Волков никогда не задумывался о религии, но в этот момент отчего-то взмолился:
«Господи, сделай так, чтобы мы все остались живы! У нас тут еще куча важных дел, которые надо закончить, и негодяев, которых надо проучить, и слабых и беспомощных, которых надо спасти».
Он нащупал руку Алисы и почувствовал ее ответное пожатие.
– Не бойся, – сказал Олег так убедительно, как только мог, – мы выкрутимся, раньше и не из такого выкручивались. Профессор – просто мелкий гад, не то что древние боги. И не такое переживали.
Тем временем Серж вскочил на ноги, спихнул тело шофера с водительского сиденья и сам протиснулся за руль. Мотор зарычал, Олег почувствовал, что машина круто развернулась.
– Правильно сделал, что не взял лимузин! – весело закричал Серж, обернувшись, и Олег увидел, что его лицо разрумянилось, а в глаза, впервые после гибели Моник, вернулся блеск. Микроавтобус перевалил через обочину и запрыгал по пологому откосу. Люди Сержа перестали стрелять, стих и ответный огонь.
«Спасибо, – мысленно поблагодарил Олег, – я схожу свечку поставлю. А лучше сделаю все что нужно и не буду ни боятся, ни колебаться, даже если на моем пути встанет кто-то из родных…»
Ему почему-то даже про себя не хотелось говорить «отец».
Вдруг сзади бабахнуло. Машина проехала еще немного и остановилась.
– Ребята, дальше без меня, – раздался тихий и странно изменившийся голос Сержа.

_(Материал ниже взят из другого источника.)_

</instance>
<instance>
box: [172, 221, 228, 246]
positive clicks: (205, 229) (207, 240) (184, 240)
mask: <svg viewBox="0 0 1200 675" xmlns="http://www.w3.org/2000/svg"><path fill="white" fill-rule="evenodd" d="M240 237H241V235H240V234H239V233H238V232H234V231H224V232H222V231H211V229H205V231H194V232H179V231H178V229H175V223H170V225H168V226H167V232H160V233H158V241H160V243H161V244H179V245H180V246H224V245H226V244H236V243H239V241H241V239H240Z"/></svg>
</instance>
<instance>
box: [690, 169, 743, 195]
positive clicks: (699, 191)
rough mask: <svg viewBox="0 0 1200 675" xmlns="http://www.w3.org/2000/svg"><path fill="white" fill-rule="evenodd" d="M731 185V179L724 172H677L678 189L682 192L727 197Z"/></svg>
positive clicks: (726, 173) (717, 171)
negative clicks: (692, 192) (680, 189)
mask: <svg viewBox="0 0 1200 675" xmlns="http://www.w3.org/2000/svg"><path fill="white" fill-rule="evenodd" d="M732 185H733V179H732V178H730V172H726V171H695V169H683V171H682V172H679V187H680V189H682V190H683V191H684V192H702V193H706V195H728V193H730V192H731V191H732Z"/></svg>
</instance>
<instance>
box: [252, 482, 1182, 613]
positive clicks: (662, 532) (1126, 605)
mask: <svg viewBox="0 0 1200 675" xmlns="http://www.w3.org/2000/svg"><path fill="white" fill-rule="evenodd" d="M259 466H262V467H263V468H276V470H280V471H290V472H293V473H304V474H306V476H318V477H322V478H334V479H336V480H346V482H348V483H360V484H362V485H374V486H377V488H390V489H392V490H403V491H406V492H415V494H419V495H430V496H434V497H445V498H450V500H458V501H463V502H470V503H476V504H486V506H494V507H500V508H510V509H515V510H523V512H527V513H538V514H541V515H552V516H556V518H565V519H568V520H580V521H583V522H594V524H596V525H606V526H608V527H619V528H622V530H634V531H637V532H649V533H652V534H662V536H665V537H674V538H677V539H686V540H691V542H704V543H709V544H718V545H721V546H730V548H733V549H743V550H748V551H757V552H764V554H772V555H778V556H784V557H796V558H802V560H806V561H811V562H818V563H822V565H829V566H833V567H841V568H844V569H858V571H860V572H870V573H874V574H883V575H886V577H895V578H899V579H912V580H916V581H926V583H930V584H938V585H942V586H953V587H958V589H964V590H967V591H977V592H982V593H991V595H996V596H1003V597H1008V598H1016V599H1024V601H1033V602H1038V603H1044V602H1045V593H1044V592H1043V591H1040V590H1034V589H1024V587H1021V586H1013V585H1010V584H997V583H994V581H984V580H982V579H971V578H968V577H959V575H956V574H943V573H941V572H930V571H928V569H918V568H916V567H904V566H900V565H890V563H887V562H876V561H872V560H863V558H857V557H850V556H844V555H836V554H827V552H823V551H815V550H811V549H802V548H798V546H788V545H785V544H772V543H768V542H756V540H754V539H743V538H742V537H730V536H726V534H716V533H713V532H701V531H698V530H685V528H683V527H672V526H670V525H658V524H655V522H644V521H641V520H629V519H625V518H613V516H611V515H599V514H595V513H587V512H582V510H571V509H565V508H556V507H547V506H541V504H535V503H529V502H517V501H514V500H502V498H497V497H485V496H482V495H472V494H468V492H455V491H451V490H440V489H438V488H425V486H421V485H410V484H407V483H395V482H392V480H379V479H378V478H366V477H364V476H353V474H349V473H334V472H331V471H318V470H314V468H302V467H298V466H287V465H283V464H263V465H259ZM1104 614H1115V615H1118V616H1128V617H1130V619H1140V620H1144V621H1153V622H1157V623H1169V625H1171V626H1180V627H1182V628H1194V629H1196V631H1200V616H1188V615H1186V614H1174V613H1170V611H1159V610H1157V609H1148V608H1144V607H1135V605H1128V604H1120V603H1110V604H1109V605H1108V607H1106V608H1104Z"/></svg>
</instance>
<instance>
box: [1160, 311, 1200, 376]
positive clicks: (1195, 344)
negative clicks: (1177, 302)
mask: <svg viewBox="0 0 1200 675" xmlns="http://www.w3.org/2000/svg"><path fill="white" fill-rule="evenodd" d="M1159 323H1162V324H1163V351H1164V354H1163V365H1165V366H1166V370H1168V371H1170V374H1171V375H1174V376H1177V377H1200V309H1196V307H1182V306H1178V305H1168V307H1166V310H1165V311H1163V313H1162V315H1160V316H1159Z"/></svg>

Олег поднял голову и увидел, как между пальцев француза, прижатых к шее, широкими лентами струится кровь, мгновенно пропитывая рубашку и свитер. Серж смотрел прямо на Олега, и его глаза, еще мгновение назад горевшие азартом боя, тускнели с каждой секундой.
– Извини, пацан, – сказал один из людей Сержа, выбрасывая автомат в окно, – бой окончен. У них снайпер, нас на этом поле как цыплят перестреляют. Зачем умирать зря?
В разбитое заднее окно было видно, как на краю насыпи вырастают фигурки преследователей.
«А ведь мне совсем не страшно. Вообще ничего не чувствую, – с удивлением подумал Олег. – Надо что-то делать. Хватать Алису, Квазимодо и бежать. Те, сзади, они не будут стрелять. Наверняка мы нужны им живыми. И бумаги отца… Нельзя, чтобы они достались профессору!
Он начал подниматься, но в этот момент в разбитое окно влетел какой-то шипящий предмет, а за ним еще один. Глаза и горло взорвались болью, как будто в них плеснули кислотой. Пытаясь удержать мучительные приступы кашля и тошноты, Олег поднес руки к лицу. Мир терял четкие контуры, сознание стремительно подергивалось темной пеленой. Чуд взвизгнул и опрометью бросился вон, через разбитое окно.
«Хорошо, что хоть кому-то удалось сбежать», – успел подумать Олег, прежде чем окончательно потерял сознание.